In Egypt the incidence rate of cancer bladder in (2008-2011) 6.94% both sexes and (10.7%) among men.
Bladder cancer, with the third highest rate of somatic mutations. After lung and melanoma. That expresses high levels of neoantigens and ligands, such as PD-L1, that can inhibit effector T-cell function and T-cell activation.
Checkpoint inhibition targets T cell regulation, increasing T cell and antitumor activity by suppressing inhibitor signals, in addition to the previously known T cell receptor (TCR) activation, there are many co-stimulatory and inhibitory molecules on the surface of T cells and that these influence T cell behaviors. The most important of these are cytotoxic T-lymphocyte associated protein-4 (CTLA-4) and programmed cell death 1 receptor (PD-1) and its ligands (PDL1).
Programmed death ligand-1 (PD-L1) is a T-cell regulatory molecule that may be expressed on the surface of tumor and tumor-infiltrating immune cells. The PD-L1/PD-1 pathway has been shown to be important in cancer progression.
This is a prospective, single arm, cross sectional study which was carried on newly diagnosed 30 patients with epithelial urinary bladder cancer (MIBC and metastatic).
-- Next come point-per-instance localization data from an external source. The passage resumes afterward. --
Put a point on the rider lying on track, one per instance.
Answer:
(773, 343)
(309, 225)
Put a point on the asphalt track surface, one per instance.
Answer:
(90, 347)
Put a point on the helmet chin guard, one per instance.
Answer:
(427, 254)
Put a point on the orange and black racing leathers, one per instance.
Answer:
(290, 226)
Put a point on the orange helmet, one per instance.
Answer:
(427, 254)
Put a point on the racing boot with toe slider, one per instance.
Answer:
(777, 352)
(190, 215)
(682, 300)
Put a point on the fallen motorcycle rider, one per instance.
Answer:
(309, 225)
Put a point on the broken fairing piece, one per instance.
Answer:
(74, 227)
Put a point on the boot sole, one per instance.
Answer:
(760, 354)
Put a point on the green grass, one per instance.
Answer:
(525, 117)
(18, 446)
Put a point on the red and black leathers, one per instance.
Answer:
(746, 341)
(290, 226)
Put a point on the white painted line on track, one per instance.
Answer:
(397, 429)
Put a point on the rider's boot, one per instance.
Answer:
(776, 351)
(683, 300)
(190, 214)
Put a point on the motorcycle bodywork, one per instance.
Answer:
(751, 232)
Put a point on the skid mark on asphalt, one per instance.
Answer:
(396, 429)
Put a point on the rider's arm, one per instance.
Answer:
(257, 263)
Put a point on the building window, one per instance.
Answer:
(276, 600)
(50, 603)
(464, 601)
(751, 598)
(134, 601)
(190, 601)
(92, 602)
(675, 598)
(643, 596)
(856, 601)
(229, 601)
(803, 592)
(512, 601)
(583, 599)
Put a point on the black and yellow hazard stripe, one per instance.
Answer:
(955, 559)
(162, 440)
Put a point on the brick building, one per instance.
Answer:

The prognostic and predictive role of TILs in baseline, was examined in pretreatment biopsies of urothelial bladder cancer regarding its significant role and the cutoff point (>=5%) for the actual PD-L1 expression and differentiation between high and low TILs.
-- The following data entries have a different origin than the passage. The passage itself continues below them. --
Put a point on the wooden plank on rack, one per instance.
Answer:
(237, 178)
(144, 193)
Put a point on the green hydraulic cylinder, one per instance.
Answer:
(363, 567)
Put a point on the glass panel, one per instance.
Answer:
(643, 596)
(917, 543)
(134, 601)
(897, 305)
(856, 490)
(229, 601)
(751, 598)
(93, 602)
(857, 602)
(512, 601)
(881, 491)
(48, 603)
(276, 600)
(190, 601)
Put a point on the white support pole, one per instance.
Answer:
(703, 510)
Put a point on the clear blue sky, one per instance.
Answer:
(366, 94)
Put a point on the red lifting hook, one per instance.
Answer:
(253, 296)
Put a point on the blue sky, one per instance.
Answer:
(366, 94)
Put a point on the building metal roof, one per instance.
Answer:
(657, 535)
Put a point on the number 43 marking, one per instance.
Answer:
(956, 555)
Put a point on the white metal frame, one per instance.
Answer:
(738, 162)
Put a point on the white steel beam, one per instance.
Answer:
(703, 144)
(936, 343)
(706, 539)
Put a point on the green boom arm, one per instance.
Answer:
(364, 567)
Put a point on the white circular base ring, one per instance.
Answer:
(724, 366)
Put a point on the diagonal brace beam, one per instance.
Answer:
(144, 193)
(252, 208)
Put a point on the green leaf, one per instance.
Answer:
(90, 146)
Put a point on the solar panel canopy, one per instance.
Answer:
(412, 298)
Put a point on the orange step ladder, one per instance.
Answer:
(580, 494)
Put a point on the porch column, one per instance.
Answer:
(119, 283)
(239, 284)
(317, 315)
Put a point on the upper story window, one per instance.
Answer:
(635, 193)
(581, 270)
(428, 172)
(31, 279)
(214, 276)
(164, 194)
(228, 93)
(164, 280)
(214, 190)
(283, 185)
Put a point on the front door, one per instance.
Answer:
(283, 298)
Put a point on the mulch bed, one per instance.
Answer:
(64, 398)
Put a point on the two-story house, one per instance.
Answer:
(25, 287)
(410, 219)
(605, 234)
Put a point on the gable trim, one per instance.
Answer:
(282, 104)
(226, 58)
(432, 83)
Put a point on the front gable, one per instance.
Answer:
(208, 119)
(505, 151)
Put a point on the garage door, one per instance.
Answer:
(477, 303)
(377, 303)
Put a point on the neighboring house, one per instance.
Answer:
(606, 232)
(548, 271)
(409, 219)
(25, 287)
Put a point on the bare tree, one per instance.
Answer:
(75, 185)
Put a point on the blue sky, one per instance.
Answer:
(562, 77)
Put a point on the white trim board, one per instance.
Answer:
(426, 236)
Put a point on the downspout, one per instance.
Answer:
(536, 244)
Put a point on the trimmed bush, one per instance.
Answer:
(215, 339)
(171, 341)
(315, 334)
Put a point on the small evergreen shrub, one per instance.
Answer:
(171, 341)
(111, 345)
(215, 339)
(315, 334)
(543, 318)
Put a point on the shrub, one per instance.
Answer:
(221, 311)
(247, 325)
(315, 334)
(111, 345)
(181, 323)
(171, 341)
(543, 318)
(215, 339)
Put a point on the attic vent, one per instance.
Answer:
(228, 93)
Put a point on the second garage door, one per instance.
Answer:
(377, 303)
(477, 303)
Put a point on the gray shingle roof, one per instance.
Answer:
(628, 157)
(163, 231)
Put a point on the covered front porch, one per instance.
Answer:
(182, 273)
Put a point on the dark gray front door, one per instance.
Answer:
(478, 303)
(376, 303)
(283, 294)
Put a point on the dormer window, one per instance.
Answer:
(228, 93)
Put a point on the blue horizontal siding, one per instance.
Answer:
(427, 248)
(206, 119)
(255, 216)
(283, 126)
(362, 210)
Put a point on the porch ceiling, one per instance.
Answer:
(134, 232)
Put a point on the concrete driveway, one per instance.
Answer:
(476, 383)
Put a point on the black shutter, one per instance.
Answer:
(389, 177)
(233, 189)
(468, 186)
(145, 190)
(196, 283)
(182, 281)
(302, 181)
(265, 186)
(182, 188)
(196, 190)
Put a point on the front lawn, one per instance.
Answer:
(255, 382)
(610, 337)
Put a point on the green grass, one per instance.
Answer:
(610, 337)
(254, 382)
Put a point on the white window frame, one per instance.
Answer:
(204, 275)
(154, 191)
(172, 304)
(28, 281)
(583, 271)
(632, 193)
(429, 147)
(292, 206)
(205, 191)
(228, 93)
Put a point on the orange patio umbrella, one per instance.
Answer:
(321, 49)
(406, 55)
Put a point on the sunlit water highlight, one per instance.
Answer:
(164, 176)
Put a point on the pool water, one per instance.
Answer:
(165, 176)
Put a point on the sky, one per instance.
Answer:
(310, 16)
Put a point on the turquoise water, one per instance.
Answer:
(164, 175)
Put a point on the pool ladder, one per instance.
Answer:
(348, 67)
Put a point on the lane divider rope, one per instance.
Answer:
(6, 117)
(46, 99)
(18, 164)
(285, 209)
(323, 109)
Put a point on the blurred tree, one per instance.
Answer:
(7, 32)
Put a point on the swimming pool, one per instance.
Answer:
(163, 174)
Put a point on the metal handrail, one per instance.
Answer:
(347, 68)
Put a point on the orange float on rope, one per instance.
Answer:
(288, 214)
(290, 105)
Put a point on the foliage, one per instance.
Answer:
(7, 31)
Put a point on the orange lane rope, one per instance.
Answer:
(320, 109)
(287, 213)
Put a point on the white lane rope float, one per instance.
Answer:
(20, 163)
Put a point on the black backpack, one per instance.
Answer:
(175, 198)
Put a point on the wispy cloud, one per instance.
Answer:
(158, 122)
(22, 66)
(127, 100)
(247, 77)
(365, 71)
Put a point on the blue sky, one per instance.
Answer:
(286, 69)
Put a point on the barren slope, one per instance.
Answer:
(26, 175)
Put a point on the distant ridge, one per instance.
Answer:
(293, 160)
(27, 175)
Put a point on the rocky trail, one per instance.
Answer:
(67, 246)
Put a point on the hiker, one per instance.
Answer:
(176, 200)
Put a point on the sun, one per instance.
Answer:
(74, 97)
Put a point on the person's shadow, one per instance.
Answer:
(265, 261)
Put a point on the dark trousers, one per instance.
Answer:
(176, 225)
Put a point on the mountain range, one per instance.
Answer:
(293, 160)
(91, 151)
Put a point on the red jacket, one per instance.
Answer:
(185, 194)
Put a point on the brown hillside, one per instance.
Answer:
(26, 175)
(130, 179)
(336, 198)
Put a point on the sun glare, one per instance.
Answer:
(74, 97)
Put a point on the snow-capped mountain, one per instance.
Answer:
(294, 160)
Survival analysis was performed using Kaplan- Meier method for disease free survival (DFS) and overall survival (OS); the mean PFS was 9.3 months and the mean OS was 10.633 months. The 1 year PFS was 63.30%, and the 1 year OS is 80.0%.
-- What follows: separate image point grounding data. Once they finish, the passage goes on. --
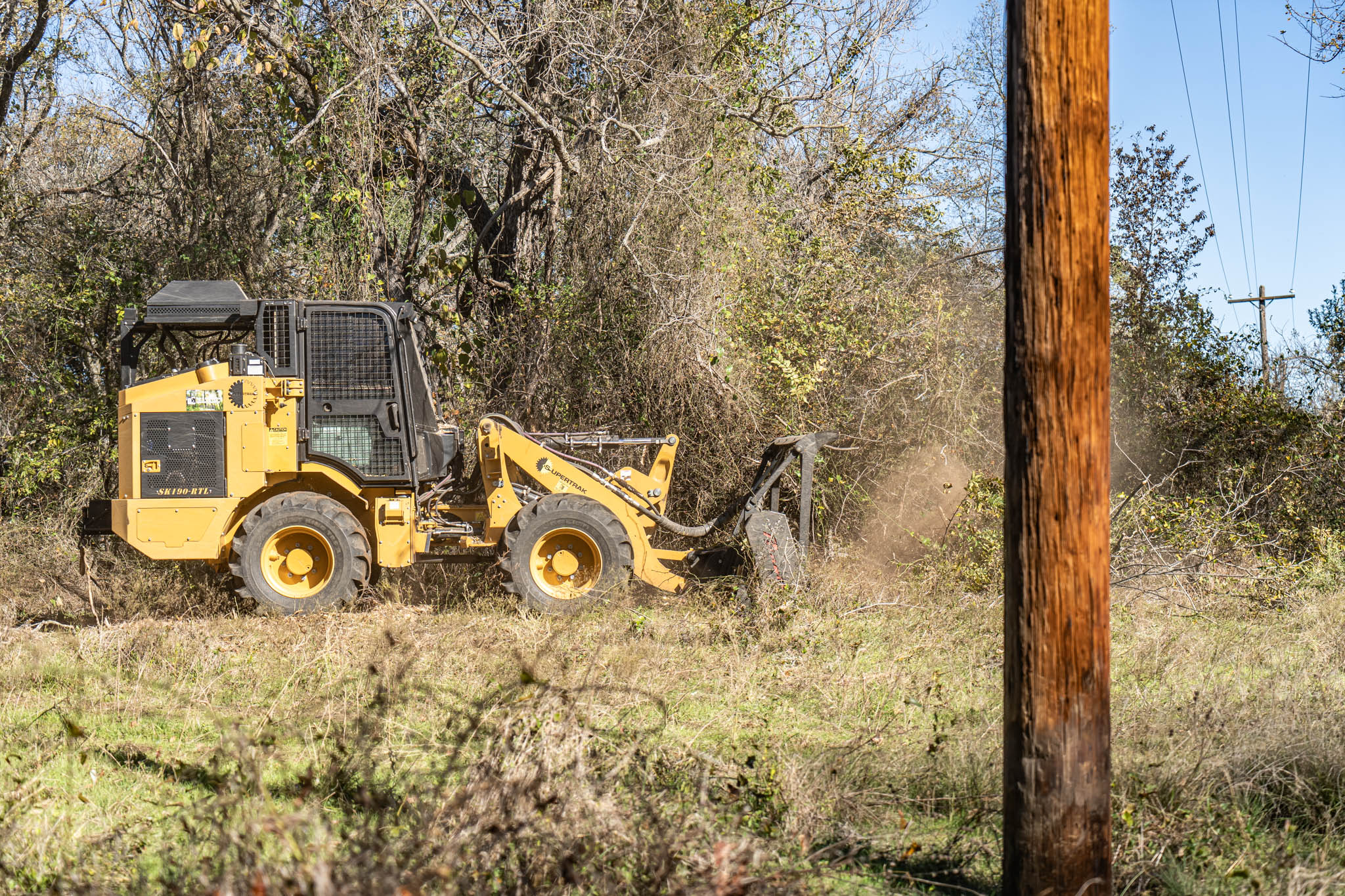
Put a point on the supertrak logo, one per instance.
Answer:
(545, 467)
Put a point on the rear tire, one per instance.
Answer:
(565, 553)
(300, 553)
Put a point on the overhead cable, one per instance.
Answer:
(1302, 160)
(1200, 159)
(1232, 146)
(1247, 159)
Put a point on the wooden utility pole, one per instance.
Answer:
(1057, 639)
(1261, 303)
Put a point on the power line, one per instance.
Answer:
(1200, 160)
(1247, 159)
(1302, 160)
(1232, 146)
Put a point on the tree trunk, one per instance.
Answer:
(1057, 727)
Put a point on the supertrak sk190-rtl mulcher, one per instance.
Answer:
(314, 454)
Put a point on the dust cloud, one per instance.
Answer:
(914, 505)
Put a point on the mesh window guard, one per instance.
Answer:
(350, 356)
(358, 440)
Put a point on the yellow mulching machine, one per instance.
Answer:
(314, 454)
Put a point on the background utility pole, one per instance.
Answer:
(1057, 639)
(1261, 301)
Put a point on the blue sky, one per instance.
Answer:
(1146, 88)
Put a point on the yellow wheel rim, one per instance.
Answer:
(565, 563)
(296, 562)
In our study we confirmed that high PD-L1 expression is correlated with prognosis, as patients with high PD-L1tumor expression cells had lower DFS and OS.
The tumor PD-L1 overexpression had high significant impact on PFS where patients who had PD-L1overexpression had mean 7.2 months compared to 11.4 months in patients who had low tumor PD-L1 expression (P value=0.004). also had significant impact on OS where patients who had high tumor PD-L1 overexpression had mean OS 9.633 months compared to 12.00 months in patients who had low tumor PD-L1 expression, (P value= 0.047).
Indirect relation between tumor PD-L1 tumor overexpression and PFS and OS. (P value=0.000), so the more tumor PD-L1 overexpression the worst prognosis as decreased PFS and OS.
There was no correlation between PD-1 expression level and prognosis. Also there was no correlation with some clinical-pathological variables (age, sex, tumor size, lymph node positive, LVI, histological subtypes and tumor grade).
High PD-L1 expression suggests tumor-associated immune tolerance and escape from immune surveillance, which is one of the hallmarks of cancer cell immune evasion.
The study also supported the hypothesis that positive PD-L1 expression based on staining different cellular populations (tumor cells, tumor-infiltrating ICs, or both) might be associated with improved response to PD-1/PD-L1 inhibitors in UC (urinary bladder cancer) patients.
• We should have standard cutoff point to define high and low TIL level as the heterogeneity in different studies results may be due to lack of uniform definition of PD-L1 positivity and lack of standard assays for PD-L1 expression, with different semi-quantitative scores of the PD-L1 expression status in clinical trials and different PD-L1 antibody clones.
• Tumor infiltrating lymophocytes help in identification of patients with different prognosis during and after treatment.
• The assessment of tumor-associated PD-L1 in Specimens may provide a rationale for intensive treatment of high-risk cases.
• The manipulation of tumor-associated PD-L1 or PD-1 signaling in TILs may provide an improved outcome in the treatment of urothelial cancer.
Advantages and Limitations
The assessment of tumor-associated PD-L1 in Specimens may help in identification of patient’s prognosis; provide a rationale for intensive treatment of high-risk cases and promising therapeutic target for bladder cancer.
The study has some limitations such as the relatively small patient’s number related to the case selection focused only on muscle invasive and metastatic urotheloial bladder cancer patients and short duration of follow up.